The tag line for this blog is: A martial artist poet’s journey into the Jewpanese world. It was more of a mission statement when I when I wrote it, but I didn’t give it a lot of thought when I did. The pace of life often doesn’t let me reflect on this sort of thing as much as I would like, even if this was the kind of “brand” I thought I should become.
Maya is moving quickly towards three years and Sam is cruising towards three months. As Sam moves from being a newborn into full blown babyhood, some of his features are becoming more pronounced. His eyes are more like his mother’s, the Cymbalist eyes. His skin is definitely lighter than his sister’s, more white, less bronze. Still, they have things they share, and each, in their own way “looks” Jewpanese.
So what does this word mean—Jewpanese? Beyond its rather catchy exterior, what does it represent? We’re coming up on the Jewish High Holidays, and we’ve begun talking about what we’ll do for them. Rosh Hashanah comes during the work week, which means that I, as the goy parent, will go to work, do the things I normally do. This means that Becky will have to do much of the holiday preparations herself, which means with a three month old, things might be modified. And in about four months, I’ll be preparing for Oshogatsu (I was never really into the Obon thing) myself a week after Christmas, which is celebrated on my side of the family, but not on Becky’s. For the last couple of years, my meditations have centered around the holidays, but that really doesn’t speak to our day to day.

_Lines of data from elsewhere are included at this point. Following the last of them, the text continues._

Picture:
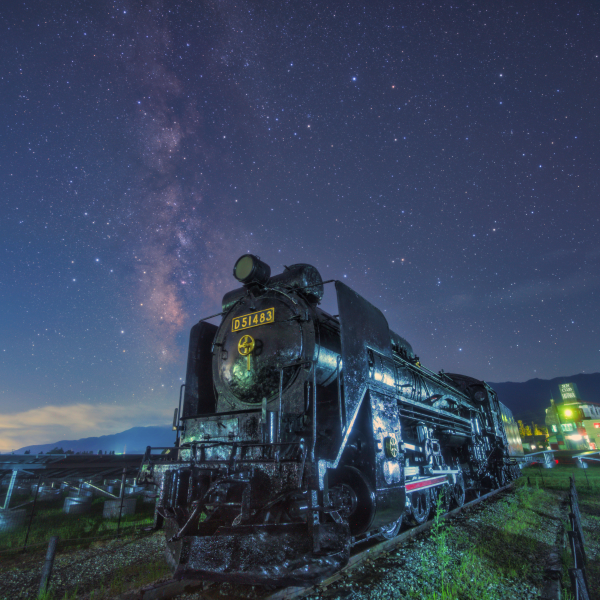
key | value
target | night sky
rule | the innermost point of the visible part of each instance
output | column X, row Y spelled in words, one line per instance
column 442, row 159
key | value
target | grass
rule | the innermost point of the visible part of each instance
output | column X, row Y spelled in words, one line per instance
column 76, row 530
column 125, row 579
column 486, row 563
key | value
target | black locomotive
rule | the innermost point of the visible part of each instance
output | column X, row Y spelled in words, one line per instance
column 303, row 433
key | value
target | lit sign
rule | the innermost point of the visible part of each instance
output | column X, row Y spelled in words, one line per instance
column 567, row 391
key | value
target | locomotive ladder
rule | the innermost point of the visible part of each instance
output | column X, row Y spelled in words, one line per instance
column 210, row 590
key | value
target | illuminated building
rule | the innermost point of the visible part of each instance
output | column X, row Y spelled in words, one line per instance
column 573, row 424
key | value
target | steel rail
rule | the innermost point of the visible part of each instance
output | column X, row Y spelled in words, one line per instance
column 209, row 590
column 293, row 593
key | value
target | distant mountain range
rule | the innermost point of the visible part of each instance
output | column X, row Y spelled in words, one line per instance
column 528, row 401
column 132, row 441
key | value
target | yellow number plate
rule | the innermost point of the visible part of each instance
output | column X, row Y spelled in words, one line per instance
column 262, row 317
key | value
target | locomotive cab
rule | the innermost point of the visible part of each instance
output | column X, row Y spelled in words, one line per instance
column 303, row 433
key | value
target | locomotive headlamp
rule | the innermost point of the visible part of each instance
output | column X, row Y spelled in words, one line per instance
column 250, row 269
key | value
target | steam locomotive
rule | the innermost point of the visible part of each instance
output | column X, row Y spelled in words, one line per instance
column 303, row 433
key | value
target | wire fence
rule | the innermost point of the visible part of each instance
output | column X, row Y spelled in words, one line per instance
column 75, row 520
column 577, row 573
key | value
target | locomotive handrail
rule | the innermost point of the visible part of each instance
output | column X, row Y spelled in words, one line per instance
column 298, row 363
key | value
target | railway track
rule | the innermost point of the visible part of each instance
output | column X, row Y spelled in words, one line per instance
column 361, row 553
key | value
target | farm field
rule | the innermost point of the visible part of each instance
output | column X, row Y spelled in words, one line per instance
column 495, row 550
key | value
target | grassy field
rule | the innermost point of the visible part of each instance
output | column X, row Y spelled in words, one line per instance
column 496, row 551
column 73, row 530
column 491, row 562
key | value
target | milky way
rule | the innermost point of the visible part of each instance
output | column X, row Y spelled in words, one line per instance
column 441, row 160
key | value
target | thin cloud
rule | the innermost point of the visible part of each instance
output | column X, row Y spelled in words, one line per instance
column 49, row 424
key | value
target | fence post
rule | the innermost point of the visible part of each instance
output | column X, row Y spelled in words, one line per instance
column 122, row 500
column 37, row 489
column 47, row 569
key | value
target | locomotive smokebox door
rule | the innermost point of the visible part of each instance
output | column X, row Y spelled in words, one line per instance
column 369, row 385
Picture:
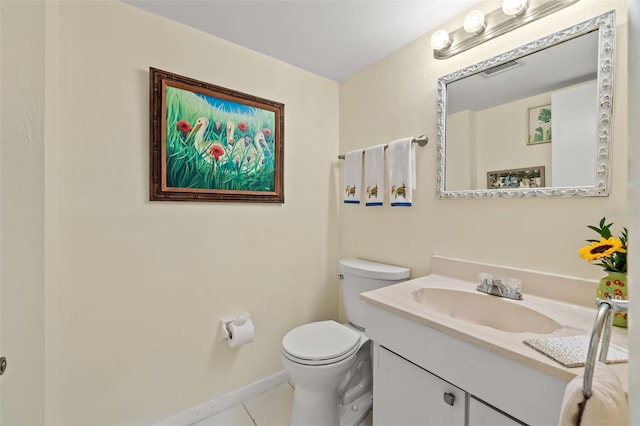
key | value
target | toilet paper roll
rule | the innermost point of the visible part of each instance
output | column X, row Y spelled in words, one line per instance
column 240, row 332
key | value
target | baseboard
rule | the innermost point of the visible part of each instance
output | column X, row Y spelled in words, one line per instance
column 231, row 399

Every month, we get a book from the PJ Library, a subscription we started when Maya was born. These books all center around Jewish themes and the quality can range from terrible to sublime. Becky looks at them and decides which ones get to go into the book rotation and which ones don’t. The holiday books have more of a chance of making the cut, but books that obviously are Jewish versions of a popular book have less of a shot. We had a few Japanese folk tale/Japanese cultural children’s books, but often they were too advanced and have sat in a box waiting for Maya to be old enough. Recently, we got a book (courtesy of my cousin) of Japanese children’s stories, which Maya enjoys. At the same time, Maya has started to question this thing called “Japanese.”
She knows that she and I Japanese. I’ve told her that she and Mommy are Jewish. She is both. It might not be something that she totally understands right now, but I’m pretty confident she will. I wonder how Sam will take all this when it’s his turn. For us, their parents, they are both. They are everything. There is no either/or. It’s something we want them to embrace, and I suppose it is something I hope to convey as I keep writing.